Transforming Inputs into Outputs - Productivity Measures
As will become clearer during the course of this chapter, a more quantitative definition of productivity cannot easily be given, since both the measures of achievement and the objectives of the organisation will have a major impact on the way and means by which productivity is measured. For these reasons, the definition of productivity used throughout will be output(s)/ input(s). This is illustrated as a systems diagram in the following figure.
To the politician productivity means money to spend on roads and hospitals; to the economist it is a comparative measure of the health, vitality and competitive strength of an economy; to an operations manager it is a comparative measure of improvement. Productivity is important to everyone. We should constantly seek increases, so that the economy of the nation will continually produce an improving standard of living for all citizens. The increase in gross national product in the US has increased around 1.7 per cent per annum for the past 10 years. For some Asian economies the increase was as high as 5 per cent. The productivity increase of 1.7 per cent according to Heizer and Render (2001) was due to a mix of inputs which contributed the following proportions:
- Capital contributed 38 per cent of the 1.7 per cent growth in the economy
- Direct labour contributed 10 per cent of the 1.7 per cent growth in the economy
- Management contributed 52 per cent of the 1.7 per cent growth in the economy
Measuring productivity is an effective way of determining a country's ability to improve living standards. Also, increasing productivity is the only way that labour and capital can achieve greater financial benefits. Productivity is a significant issue for all societies and one which operations managers must address.

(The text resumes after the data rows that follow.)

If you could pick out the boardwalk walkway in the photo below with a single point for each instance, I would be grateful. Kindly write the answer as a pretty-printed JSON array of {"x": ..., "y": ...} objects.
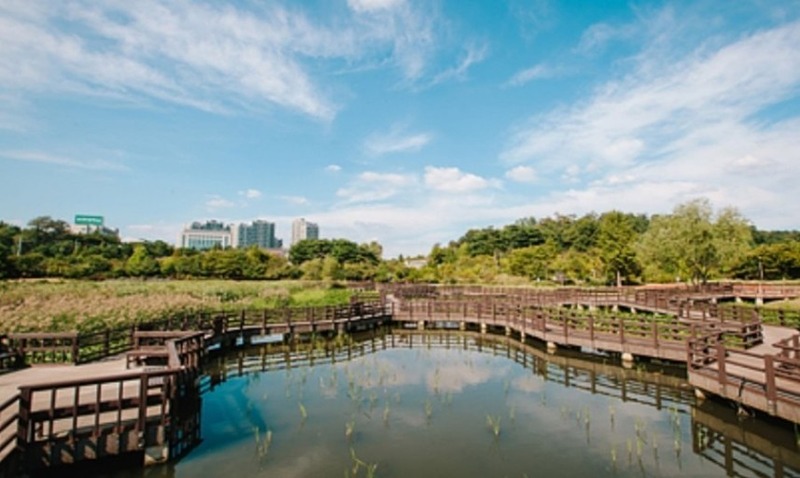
[{"x": 62, "y": 414}]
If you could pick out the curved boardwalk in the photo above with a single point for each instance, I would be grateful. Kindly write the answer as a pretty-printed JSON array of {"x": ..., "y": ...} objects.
[{"x": 52, "y": 415}]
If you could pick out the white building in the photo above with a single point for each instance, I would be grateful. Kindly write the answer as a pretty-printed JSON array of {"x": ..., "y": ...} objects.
[
  {"x": 202, "y": 236},
  {"x": 302, "y": 229}
]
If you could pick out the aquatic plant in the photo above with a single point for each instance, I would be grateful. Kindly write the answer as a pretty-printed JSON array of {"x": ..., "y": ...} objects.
[
  {"x": 369, "y": 468},
  {"x": 494, "y": 424},
  {"x": 262, "y": 444}
]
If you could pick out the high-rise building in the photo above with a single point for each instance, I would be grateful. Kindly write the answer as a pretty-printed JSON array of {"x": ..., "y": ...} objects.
[
  {"x": 206, "y": 235},
  {"x": 302, "y": 229},
  {"x": 259, "y": 233}
]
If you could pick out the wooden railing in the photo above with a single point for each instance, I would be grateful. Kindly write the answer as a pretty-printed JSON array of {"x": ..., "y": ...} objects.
[
  {"x": 9, "y": 413},
  {"x": 766, "y": 382},
  {"x": 77, "y": 348}
]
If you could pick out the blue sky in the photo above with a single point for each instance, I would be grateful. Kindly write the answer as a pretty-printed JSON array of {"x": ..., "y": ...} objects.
[{"x": 398, "y": 121}]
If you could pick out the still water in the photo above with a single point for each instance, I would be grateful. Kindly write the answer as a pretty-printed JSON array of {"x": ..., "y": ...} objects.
[{"x": 467, "y": 405}]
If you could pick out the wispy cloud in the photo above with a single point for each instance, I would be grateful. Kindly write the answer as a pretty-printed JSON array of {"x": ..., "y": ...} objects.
[
  {"x": 210, "y": 56},
  {"x": 295, "y": 200},
  {"x": 522, "y": 174},
  {"x": 474, "y": 54},
  {"x": 537, "y": 72},
  {"x": 63, "y": 161},
  {"x": 371, "y": 186},
  {"x": 373, "y": 5},
  {"x": 215, "y": 203},
  {"x": 396, "y": 141},
  {"x": 453, "y": 180},
  {"x": 595, "y": 38},
  {"x": 670, "y": 130},
  {"x": 250, "y": 194}
]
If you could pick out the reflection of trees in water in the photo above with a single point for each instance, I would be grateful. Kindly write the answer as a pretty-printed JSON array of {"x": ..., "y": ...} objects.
[
  {"x": 749, "y": 447},
  {"x": 744, "y": 446}
]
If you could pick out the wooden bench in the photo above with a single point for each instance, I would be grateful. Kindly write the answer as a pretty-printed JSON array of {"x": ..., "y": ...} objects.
[{"x": 141, "y": 355}]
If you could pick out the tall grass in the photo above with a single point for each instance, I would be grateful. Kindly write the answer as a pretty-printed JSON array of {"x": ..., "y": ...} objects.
[{"x": 66, "y": 305}]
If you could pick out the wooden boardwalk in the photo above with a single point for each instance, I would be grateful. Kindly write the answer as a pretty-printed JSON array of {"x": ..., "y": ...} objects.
[{"x": 52, "y": 414}]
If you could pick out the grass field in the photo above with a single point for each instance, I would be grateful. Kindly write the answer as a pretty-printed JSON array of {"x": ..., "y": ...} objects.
[{"x": 64, "y": 305}]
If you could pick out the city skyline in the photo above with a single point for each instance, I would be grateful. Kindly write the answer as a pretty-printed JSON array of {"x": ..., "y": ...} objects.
[{"x": 401, "y": 121}]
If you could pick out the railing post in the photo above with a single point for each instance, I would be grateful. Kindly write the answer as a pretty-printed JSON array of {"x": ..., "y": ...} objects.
[
  {"x": 107, "y": 343},
  {"x": 655, "y": 333},
  {"x": 142, "y": 419},
  {"x": 769, "y": 386},
  {"x": 24, "y": 428}
]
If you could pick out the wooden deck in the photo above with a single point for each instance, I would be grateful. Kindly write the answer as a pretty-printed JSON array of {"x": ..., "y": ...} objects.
[{"x": 52, "y": 414}]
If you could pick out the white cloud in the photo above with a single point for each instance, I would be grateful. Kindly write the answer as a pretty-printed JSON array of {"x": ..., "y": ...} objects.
[
  {"x": 522, "y": 174},
  {"x": 453, "y": 180},
  {"x": 216, "y": 202},
  {"x": 64, "y": 161},
  {"x": 474, "y": 54},
  {"x": 668, "y": 131},
  {"x": 396, "y": 141},
  {"x": 295, "y": 200},
  {"x": 595, "y": 38},
  {"x": 537, "y": 72},
  {"x": 211, "y": 56},
  {"x": 373, "y": 5},
  {"x": 250, "y": 194},
  {"x": 374, "y": 187},
  {"x": 652, "y": 113}
]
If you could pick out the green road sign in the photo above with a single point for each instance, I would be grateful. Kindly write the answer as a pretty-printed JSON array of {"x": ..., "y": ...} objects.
[{"x": 84, "y": 220}]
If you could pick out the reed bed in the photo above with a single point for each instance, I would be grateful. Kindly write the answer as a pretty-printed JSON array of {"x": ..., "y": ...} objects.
[{"x": 67, "y": 305}]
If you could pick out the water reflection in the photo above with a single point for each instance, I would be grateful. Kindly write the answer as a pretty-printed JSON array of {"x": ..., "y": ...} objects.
[{"x": 460, "y": 404}]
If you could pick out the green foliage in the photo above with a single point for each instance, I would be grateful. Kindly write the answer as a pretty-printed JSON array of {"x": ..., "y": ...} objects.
[
  {"x": 693, "y": 244},
  {"x": 615, "y": 241},
  {"x": 141, "y": 263},
  {"x": 779, "y": 261}
]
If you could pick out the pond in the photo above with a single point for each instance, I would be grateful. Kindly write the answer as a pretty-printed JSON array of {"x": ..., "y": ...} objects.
[{"x": 449, "y": 404}]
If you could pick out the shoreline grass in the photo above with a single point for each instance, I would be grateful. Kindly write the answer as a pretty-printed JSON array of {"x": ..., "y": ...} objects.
[{"x": 75, "y": 305}]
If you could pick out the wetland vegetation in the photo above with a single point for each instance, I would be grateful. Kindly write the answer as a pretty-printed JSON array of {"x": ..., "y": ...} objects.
[{"x": 461, "y": 404}]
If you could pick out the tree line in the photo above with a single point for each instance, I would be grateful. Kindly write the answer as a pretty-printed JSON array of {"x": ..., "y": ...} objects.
[
  {"x": 694, "y": 243},
  {"x": 47, "y": 248}
]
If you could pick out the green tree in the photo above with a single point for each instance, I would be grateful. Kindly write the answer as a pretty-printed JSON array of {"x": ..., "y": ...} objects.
[
  {"x": 616, "y": 238},
  {"x": 532, "y": 262},
  {"x": 691, "y": 243},
  {"x": 141, "y": 263}
]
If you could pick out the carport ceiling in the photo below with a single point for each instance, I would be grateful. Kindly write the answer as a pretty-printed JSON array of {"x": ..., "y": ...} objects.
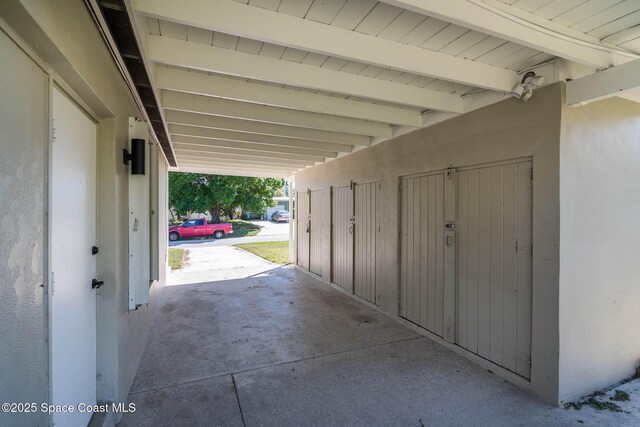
[{"x": 268, "y": 87}]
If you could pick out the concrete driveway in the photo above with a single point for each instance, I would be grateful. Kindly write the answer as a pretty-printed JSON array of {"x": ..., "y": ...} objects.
[
  {"x": 280, "y": 348},
  {"x": 269, "y": 232}
]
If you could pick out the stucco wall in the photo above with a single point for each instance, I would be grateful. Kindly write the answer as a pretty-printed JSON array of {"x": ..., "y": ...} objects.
[
  {"x": 23, "y": 194},
  {"x": 506, "y": 130},
  {"x": 599, "y": 245},
  {"x": 63, "y": 35}
]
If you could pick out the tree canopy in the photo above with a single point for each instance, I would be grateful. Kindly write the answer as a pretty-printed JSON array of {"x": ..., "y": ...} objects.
[{"x": 220, "y": 194}]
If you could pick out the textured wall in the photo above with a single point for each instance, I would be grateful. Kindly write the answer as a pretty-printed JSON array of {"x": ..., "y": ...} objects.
[
  {"x": 507, "y": 130},
  {"x": 23, "y": 191},
  {"x": 599, "y": 246}
]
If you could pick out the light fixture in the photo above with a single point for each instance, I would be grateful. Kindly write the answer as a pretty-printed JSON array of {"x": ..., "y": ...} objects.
[
  {"x": 524, "y": 89},
  {"x": 136, "y": 157}
]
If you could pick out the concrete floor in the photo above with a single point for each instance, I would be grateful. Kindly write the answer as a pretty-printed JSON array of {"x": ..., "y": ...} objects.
[{"x": 282, "y": 349}]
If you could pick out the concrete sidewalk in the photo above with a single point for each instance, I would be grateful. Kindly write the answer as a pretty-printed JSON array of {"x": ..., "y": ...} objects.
[
  {"x": 215, "y": 263},
  {"x": 279, "y": 348}
]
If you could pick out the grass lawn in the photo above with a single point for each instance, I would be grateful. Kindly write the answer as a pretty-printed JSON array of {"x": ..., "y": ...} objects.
[
  {"x": 175, "y": 258},
  {"x": 243, "y": 228},
  {"x": 277, "y": 252}
]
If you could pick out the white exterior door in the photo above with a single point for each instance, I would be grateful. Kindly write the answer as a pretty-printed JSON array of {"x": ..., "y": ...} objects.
[
  {"x": 494, "y": 281},
  {"x": 73, "y": 267},
  {"x": 465, "y": 265},
  {"x": 366, "y": 229},
  {"x": 342, "y": 237},
  {"x": 303, "y": 224},
  {"x": 422, "y": 275},
  {"x": 316, "y": 232}
]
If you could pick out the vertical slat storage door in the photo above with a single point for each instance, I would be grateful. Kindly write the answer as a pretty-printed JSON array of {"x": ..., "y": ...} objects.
[
  {"x": 365, "y": 236},
  {"x": 302, "y": 220},
  {"x": 315, "y": 232},
  {"x": 342, "y": 237},
  {"x": 494, "y": 264},
  {"x": 422, "y": 278}
]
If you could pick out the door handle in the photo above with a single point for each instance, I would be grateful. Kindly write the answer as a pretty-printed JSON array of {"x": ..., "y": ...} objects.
[{"x": 449, "y": 239}]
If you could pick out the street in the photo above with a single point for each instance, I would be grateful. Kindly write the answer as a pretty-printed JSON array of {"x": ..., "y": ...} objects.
[{"x": 269, "y": 232}]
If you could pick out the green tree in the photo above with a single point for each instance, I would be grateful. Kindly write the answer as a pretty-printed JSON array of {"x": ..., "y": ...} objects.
[{"x": 220, "y": 194}]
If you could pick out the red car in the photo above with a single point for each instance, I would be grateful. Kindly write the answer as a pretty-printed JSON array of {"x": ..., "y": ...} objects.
[{"x": 199, "y": 227}]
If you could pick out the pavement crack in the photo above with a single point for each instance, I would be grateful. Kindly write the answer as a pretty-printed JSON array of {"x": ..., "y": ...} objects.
[{"x": 235, "y": 388}]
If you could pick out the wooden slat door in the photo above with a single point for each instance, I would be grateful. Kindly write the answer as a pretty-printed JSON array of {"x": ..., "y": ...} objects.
[
  {"x": 365, "y": 239},
  {"x": 494, "y": 280},
  {"x": 316, "y": 232},
  {"x": 302, "y": 224},
  {"x": 342, "y": 237},
  {"x": 422, "y": 250}
]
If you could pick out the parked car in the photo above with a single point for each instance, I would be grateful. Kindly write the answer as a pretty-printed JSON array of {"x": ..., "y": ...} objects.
[
  {"x": 280, "y": 216},
  {"x": 199, "y": 227},
  {"x": 252, "y": 215}
]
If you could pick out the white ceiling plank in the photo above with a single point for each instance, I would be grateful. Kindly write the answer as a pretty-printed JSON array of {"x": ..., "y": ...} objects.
[
  {"x": 203, "y": 84},
  {"x": 260, "y": 24},
  {"x": 235, "y": 164},
  {"x": 219, "y": 171},
  {"x": 228, "y": 135},
  {"x": 352, "y": 13},
  {"x": 204, "y": 149},
  {"x": 297, "y": 8},
  {"x": 255, "y": 159},
  {"x": 401, "y": 26},
  {"x": 513, "y": 24},
  {"x": 250, "y": 146},
  {"x": 611, "y": 82},
  {"x": 264, "y": 113},
  {"x": 324, "y": 11},
  {"x": 224, "y": 61},
  {"x": 225, "y": 123}
]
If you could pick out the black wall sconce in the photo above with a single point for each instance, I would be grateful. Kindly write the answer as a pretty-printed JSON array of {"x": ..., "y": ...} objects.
[{"x": 136, "y": 157}]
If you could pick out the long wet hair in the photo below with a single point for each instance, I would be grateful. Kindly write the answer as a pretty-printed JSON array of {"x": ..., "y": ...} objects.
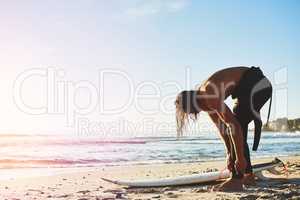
[{"x": 187, "y": 107}]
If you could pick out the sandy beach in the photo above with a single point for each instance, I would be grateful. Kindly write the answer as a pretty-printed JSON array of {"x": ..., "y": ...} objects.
[{"x": 86, "y": 183}]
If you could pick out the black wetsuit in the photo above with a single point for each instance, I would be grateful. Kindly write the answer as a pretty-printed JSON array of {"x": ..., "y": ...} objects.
[{"x": 252, "y": 92}]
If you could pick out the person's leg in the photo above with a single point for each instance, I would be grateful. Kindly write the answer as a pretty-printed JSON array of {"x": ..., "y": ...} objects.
[
  {"x": 242, "y": 113},
  {"x": 246, "y": 149}
]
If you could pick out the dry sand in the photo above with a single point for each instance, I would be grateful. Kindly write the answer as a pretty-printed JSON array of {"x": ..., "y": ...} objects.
[{"x": 86, "y": 183}]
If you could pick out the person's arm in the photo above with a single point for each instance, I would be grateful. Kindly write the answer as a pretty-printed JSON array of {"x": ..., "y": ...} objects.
[
  {"x": 236, "y": 135},
  {"x": 222, "y": 127}
]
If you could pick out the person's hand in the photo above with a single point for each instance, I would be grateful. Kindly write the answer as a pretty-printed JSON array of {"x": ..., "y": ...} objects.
[
  {"x": 240, "y": 164},
  {"x": 230, "y": 163}
]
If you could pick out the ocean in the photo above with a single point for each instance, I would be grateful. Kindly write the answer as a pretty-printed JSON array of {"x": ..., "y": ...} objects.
[{"x": 27, "y": 151}]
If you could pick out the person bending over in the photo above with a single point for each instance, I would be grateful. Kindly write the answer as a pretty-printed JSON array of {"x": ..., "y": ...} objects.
[{"x": 252, "y": 90}]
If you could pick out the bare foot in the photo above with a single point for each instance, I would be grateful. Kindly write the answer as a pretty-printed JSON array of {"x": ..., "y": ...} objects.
[
  {"x": 249, "y": 179},
  {"x": 231, "y": 185}
]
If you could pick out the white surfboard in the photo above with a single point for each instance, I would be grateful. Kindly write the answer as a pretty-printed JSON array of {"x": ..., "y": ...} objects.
[{"x": 192, "y": 179}]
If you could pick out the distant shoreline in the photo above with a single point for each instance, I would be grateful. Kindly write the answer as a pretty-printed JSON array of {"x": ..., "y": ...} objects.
[{"x": 283, "y": 125}]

Despite varying individual perceptions of the concept, by the end of this chapter there should be little doubt in your mind that productivity is a critical issue to all not only within organisations but also nations, and that efficient operations can play a large role in the improvement of productivity.
The major constituents are further broken down:
- Capital: level of capital investment and cost of capital
- Labour: basic education and skills; diet and motivation; labour availability
- Management: education and supply
From this breakdown it is clear that management makes a very significant contribution to a nation's GDP. The factors of greatest significance are education and supply. In a knowledge society change is brought about by people who are well educated and motivated who are given the opportunity to bring about improvements in their society. This analysis suggests that if countries wish to lever their productivity, then the education and training of management is their prime goal closely followed by the availability of capital and a conducive environment.